The Seattle Camera Club (SCC) was an organization of photographers active in Seattle, Washington, during the 1920s. It was founded in 1924 by Japanese immigrants and thrived for the next five years. The SCC was the only Japanese American photography club to include both Caucasians and women photographers as members, and because of their inclusivity their members were among the most exhibited photographers in the world at that time.

==History==

The 39 charter members of the club were all Japanese men. Unlike other prominent clubs of Japanese photographers, they decided at the beginning to welcome women and Caucasian members. The driving force behind the club's formation was Dr. Kyo Koike, who was a well‒respected medical doctor in Seattle's Issei community.

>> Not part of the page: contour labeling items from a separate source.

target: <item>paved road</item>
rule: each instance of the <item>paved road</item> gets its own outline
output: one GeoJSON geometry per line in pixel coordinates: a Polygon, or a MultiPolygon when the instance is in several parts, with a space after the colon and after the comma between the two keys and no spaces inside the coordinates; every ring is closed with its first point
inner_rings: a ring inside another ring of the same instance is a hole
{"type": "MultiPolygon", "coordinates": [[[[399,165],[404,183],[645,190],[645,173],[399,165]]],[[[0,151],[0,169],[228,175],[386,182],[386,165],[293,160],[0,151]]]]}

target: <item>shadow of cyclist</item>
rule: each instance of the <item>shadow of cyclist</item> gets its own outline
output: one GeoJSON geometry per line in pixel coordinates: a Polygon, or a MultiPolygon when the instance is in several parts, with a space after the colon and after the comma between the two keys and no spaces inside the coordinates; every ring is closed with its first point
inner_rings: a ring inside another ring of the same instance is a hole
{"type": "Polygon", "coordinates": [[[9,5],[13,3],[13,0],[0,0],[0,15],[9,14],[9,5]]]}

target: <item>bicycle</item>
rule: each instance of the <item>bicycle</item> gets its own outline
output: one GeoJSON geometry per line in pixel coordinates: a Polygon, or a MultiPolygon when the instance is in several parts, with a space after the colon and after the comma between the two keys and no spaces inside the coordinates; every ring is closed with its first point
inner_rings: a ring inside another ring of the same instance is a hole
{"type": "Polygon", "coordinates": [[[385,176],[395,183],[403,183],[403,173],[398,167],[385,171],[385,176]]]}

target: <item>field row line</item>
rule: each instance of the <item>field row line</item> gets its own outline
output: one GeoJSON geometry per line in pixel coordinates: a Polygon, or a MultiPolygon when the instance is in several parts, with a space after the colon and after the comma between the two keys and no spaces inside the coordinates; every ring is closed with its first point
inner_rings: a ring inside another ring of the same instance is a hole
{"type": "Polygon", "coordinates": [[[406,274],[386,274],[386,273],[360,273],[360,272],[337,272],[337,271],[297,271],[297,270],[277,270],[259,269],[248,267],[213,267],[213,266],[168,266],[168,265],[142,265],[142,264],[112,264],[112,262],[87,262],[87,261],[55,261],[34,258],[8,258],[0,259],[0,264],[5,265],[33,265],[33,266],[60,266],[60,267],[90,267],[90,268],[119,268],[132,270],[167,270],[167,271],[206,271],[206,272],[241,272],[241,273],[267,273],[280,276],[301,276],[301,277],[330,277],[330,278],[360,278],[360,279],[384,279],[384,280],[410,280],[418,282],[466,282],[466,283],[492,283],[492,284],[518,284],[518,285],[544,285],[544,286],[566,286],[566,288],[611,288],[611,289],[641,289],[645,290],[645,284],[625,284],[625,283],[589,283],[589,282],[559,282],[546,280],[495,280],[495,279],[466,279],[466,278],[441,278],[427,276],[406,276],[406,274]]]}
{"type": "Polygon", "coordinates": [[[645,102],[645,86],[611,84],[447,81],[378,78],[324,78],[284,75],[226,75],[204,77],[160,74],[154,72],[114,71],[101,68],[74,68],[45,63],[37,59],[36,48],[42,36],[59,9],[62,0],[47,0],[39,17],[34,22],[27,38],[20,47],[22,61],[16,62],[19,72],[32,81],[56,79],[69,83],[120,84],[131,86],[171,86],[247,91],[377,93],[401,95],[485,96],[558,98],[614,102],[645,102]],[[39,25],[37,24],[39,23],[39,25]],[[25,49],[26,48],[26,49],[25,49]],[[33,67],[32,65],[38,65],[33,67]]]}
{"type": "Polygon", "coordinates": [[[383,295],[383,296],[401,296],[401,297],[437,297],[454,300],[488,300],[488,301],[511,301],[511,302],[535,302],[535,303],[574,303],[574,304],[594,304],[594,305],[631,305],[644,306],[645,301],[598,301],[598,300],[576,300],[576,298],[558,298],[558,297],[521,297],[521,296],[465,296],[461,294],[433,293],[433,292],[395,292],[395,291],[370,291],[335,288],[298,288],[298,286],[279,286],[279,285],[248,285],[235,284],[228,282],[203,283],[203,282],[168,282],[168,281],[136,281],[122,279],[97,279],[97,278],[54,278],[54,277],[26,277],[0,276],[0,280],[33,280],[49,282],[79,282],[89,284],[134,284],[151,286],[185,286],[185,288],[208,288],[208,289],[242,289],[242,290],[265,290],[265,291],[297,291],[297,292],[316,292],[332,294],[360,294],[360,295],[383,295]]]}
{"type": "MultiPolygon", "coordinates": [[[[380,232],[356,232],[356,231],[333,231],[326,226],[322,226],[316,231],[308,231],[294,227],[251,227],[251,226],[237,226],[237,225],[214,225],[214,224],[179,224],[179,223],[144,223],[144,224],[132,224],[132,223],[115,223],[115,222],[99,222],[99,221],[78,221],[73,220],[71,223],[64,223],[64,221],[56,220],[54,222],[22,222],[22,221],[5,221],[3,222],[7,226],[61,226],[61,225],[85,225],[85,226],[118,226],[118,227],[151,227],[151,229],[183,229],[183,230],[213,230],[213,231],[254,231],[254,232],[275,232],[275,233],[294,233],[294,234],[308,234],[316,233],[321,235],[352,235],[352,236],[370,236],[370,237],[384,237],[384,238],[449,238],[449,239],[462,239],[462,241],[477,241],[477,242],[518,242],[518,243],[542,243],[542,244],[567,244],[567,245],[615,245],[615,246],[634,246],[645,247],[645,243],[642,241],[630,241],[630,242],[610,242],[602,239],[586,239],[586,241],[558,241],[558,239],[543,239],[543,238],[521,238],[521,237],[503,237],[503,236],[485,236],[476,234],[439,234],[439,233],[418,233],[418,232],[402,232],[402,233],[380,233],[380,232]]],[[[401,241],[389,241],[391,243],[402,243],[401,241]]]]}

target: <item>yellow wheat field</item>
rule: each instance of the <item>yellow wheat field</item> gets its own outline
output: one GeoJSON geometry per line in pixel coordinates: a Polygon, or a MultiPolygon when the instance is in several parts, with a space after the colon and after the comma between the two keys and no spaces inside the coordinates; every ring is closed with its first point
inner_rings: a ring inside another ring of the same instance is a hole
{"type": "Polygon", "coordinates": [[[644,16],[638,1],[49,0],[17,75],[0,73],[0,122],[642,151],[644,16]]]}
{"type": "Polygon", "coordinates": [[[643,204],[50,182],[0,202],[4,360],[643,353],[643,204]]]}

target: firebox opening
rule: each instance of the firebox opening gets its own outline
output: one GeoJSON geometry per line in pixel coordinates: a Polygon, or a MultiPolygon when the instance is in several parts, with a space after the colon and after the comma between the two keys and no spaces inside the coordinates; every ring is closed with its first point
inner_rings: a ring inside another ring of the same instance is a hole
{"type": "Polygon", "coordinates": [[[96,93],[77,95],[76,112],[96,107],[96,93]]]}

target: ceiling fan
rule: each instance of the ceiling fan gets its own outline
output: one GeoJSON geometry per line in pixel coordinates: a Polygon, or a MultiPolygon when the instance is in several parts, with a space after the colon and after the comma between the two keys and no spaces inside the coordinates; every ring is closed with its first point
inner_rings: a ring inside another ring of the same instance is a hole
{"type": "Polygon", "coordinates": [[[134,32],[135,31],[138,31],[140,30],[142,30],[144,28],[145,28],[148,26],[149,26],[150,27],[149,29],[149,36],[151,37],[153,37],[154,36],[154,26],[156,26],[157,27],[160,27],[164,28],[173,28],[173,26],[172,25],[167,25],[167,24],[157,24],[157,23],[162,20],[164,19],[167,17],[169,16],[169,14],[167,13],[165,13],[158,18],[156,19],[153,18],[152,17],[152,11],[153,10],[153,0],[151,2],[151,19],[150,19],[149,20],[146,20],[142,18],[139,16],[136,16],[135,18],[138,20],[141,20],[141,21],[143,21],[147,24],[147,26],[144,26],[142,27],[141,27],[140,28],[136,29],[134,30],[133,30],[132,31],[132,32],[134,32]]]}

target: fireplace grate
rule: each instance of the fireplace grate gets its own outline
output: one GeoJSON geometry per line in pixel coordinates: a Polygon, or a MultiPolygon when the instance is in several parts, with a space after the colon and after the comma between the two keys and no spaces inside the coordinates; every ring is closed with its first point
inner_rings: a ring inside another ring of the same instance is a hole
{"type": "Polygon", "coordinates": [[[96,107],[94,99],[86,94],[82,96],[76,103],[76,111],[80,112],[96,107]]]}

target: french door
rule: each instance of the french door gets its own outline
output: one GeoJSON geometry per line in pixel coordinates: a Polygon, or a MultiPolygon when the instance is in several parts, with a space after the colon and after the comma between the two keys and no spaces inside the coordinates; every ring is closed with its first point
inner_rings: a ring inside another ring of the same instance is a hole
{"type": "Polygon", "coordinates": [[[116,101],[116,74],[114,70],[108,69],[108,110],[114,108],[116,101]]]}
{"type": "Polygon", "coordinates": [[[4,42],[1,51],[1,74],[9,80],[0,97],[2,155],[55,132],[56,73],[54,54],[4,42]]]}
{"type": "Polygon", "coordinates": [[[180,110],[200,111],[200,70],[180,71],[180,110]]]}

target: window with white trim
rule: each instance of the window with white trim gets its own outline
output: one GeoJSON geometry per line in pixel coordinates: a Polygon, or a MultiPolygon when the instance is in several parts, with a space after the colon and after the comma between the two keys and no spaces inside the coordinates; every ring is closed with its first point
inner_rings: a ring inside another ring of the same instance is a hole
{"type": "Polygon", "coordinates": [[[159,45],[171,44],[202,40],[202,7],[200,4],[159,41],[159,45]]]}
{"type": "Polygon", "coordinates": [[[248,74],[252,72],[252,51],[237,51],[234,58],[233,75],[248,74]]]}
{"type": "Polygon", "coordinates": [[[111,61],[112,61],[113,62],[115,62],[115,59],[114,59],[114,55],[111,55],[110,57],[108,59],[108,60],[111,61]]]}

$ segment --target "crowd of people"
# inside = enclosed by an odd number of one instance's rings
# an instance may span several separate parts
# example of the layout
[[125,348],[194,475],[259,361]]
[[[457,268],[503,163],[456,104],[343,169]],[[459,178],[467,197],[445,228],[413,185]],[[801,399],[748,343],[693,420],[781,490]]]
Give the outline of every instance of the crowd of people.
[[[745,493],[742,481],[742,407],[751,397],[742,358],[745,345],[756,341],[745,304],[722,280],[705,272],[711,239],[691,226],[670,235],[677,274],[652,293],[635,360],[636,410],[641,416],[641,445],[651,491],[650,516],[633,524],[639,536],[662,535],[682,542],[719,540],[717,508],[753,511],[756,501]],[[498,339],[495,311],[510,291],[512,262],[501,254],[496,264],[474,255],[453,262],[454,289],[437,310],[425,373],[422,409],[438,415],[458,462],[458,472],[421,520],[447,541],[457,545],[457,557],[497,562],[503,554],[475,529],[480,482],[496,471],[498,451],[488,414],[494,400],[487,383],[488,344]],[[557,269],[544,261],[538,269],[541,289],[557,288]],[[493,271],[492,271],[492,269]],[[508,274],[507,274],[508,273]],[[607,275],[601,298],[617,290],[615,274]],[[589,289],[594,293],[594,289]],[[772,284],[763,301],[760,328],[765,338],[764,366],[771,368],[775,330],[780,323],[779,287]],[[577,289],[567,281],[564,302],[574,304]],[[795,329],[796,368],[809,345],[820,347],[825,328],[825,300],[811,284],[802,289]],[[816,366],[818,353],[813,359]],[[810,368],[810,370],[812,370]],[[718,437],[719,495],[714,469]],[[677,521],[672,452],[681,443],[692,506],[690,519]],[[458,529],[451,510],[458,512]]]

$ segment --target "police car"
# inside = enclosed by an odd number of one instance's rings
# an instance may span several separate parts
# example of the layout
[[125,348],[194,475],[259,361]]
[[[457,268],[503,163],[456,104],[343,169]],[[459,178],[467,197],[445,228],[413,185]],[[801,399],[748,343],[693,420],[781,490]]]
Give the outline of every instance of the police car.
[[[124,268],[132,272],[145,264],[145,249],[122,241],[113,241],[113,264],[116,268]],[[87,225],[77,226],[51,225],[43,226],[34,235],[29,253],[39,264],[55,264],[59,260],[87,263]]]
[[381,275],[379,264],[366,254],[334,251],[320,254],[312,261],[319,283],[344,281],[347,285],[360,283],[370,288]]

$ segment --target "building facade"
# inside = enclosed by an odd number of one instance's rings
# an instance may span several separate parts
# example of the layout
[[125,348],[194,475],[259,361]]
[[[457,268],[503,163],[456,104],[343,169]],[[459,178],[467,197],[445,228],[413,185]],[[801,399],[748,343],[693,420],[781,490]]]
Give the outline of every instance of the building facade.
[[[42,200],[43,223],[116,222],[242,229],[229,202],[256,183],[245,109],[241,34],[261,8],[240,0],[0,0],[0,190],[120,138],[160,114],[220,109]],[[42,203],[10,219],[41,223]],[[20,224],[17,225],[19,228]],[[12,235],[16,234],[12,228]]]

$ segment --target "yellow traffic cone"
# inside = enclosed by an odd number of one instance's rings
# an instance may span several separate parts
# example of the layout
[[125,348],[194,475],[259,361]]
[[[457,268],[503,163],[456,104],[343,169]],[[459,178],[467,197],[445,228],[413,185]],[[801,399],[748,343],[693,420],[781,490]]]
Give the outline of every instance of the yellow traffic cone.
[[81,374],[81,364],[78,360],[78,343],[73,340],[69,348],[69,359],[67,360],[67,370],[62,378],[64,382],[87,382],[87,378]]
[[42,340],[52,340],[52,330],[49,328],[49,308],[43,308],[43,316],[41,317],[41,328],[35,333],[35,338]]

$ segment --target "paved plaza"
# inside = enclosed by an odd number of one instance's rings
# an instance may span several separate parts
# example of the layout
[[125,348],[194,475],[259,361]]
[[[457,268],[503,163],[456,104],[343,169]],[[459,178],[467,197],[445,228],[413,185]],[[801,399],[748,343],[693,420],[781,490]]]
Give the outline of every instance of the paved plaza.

They held monthly meetings at 508½ Main Street near Dr. Koike's office. At these meetings members critiqued each other's prints and discussed current ideas about photography. Dr. Koike wrote about these discussions in their monthly bulletin, as well as descriptions of photography trips the members had taken, names of those members who had exhibited recently, and commentaries about photography in general.

The club's bulletin was called Notan, which is a Japanese term that roughly translates as "light and shade". These were qualities that defined the primary elements of a Japanese style of pictorialism that most of the original members prized. Many of their photographs contained strong lighting and rhythmical patterns that emphasized the artistic quality of a scene.

In 1925 the club began its own salon, which originally featured photographs by its own members but later expanded to an international field of photographers. The artistic strength of their membership is indicated by the fact that in 1926 members of the club showed a collective 589 prints in different exhibitions around the world. That same year Photo‒Era magazine offered a trophy for the photography club whose members won the most awards in the magazine's competitions. The first winner of the trophy was the Seattle Camera Club.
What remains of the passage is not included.